Trump announced on January 12 that if congress and the deal's European signatories did not fix the deal's "disastrous flaws", the US would withdraw.

  Simple Reality
"The simple reality is that Trump hates the JCPOA even as he doesn't understand it," Nephew said. "And though his advisors are attempting to get him to think about it more pragmatically, their perennial struggles don't auger well for its survival."
Trump vowed to end the Iran nuclear deal while on the campaign trail. He has continued to criticize Iran as president. Trump's demands would require altering the original parameters of the deal. They include adding punitive measures for missile tests and regional activity, and amending "sunset clauses" that currently allow certain conditions to expire after a number of years. EU leaders and Russia have urged the US to respect the integrity of the original arrangement.
Much of the diplomatic and national security community in Washington breathed a sigh of relief when Trump agreed to extend the deal on January 12.
"It is the national security bureaucracy that ought to be credited," Nephew said, naming National Security Advisor H.R. McMaster, Secretary of State Rex Tillerson, and Defense Secretary James Mattis as key figures who emphasized to Trump the risks inherent in dropping the JCPOA.
Newly imposed US sanctions unrelated to the deal target 14 individuals and groups in Iran's military and judiciary, and have little effect on the country's economy.

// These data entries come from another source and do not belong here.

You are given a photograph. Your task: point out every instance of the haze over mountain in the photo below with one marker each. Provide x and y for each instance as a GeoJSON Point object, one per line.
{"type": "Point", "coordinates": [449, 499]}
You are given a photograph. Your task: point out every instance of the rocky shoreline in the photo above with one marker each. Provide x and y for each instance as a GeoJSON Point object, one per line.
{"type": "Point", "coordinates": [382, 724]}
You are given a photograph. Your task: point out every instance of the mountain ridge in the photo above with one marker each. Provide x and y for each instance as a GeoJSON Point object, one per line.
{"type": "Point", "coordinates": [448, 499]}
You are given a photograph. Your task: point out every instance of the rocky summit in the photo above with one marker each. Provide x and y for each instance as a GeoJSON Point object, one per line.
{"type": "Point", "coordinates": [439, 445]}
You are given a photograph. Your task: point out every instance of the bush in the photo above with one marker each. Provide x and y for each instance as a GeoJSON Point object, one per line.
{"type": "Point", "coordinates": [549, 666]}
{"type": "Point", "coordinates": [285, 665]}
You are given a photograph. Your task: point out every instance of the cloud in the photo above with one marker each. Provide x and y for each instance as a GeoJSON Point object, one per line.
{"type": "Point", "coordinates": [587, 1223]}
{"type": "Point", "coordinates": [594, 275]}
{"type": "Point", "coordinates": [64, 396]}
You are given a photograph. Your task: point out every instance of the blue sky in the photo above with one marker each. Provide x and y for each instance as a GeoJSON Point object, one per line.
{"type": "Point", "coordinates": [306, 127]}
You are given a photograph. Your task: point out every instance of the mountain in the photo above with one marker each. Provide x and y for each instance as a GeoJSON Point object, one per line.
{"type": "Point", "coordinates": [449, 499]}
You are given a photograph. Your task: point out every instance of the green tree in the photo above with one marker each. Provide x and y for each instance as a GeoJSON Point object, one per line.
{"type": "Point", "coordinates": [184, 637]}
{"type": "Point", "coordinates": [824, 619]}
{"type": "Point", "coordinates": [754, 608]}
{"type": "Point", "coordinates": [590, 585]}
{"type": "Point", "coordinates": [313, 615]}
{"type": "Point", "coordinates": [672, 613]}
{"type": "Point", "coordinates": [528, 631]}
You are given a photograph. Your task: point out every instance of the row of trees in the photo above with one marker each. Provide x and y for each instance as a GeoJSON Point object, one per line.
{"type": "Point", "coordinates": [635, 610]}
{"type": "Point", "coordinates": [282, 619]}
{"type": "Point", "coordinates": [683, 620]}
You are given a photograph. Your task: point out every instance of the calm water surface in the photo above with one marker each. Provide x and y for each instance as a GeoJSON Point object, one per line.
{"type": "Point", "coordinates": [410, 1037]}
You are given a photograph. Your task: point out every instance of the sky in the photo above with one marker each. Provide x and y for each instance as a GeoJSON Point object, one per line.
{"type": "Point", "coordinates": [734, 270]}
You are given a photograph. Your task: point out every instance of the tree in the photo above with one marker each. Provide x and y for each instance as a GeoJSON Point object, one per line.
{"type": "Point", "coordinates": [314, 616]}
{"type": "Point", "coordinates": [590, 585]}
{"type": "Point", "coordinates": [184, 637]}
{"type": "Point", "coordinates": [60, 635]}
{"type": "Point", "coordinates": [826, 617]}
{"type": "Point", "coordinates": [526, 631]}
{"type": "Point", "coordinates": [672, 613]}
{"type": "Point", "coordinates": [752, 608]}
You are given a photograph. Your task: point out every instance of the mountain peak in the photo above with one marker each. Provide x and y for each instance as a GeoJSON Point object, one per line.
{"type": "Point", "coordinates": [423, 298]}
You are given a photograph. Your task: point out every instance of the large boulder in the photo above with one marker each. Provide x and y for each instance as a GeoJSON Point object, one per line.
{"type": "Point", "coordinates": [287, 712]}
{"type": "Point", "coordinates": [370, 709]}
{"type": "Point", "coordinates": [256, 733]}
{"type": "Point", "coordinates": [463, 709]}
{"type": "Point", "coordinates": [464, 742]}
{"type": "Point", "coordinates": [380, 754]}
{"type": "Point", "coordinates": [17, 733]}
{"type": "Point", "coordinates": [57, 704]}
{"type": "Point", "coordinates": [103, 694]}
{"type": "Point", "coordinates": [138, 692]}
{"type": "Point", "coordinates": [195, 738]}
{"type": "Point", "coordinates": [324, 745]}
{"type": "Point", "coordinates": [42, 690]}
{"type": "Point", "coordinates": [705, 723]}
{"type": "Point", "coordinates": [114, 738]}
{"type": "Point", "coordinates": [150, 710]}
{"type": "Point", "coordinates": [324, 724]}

Nephew notes that any externally imposed nuclear requirements, like a cap on the number of permitted uranium centrifuges or enriched uranium, could kill the deal for the Iranians.

  Deal's Survival
However, not all policy wonks have handed down such a negative prognosis. James Jeffrey, a former deputy national security advisor during the second Bush administration, told Politico the JCPOA can continue under Trump's new demands.
"Trump is leaving the door open to staying in the agreement if France, Germany, and the UK work with Washington," he told the magazine.
Iran may also choose to stay in an effort to diplomatically isolate the US, said Ryan Turner, senior risk analyst at Protection Group International. But practically, he told CNBC, "The deal may collapse after that regardless."
In mid-January, European leaders issued statements in defense of the agreement, with the EU's top diplomat saying it "made the world safer".
Robert Litwak, director of international security studies at the Wilson Center and a member of Bill Clinton's National Security Council, said whether the deal would live or die past May is hard to say, but that the choice will be difficult and walking away has serious downsides.
"If the United States unilaterally withdraws from the nuclear deal it would isolate Washington," Litwak told CNBC.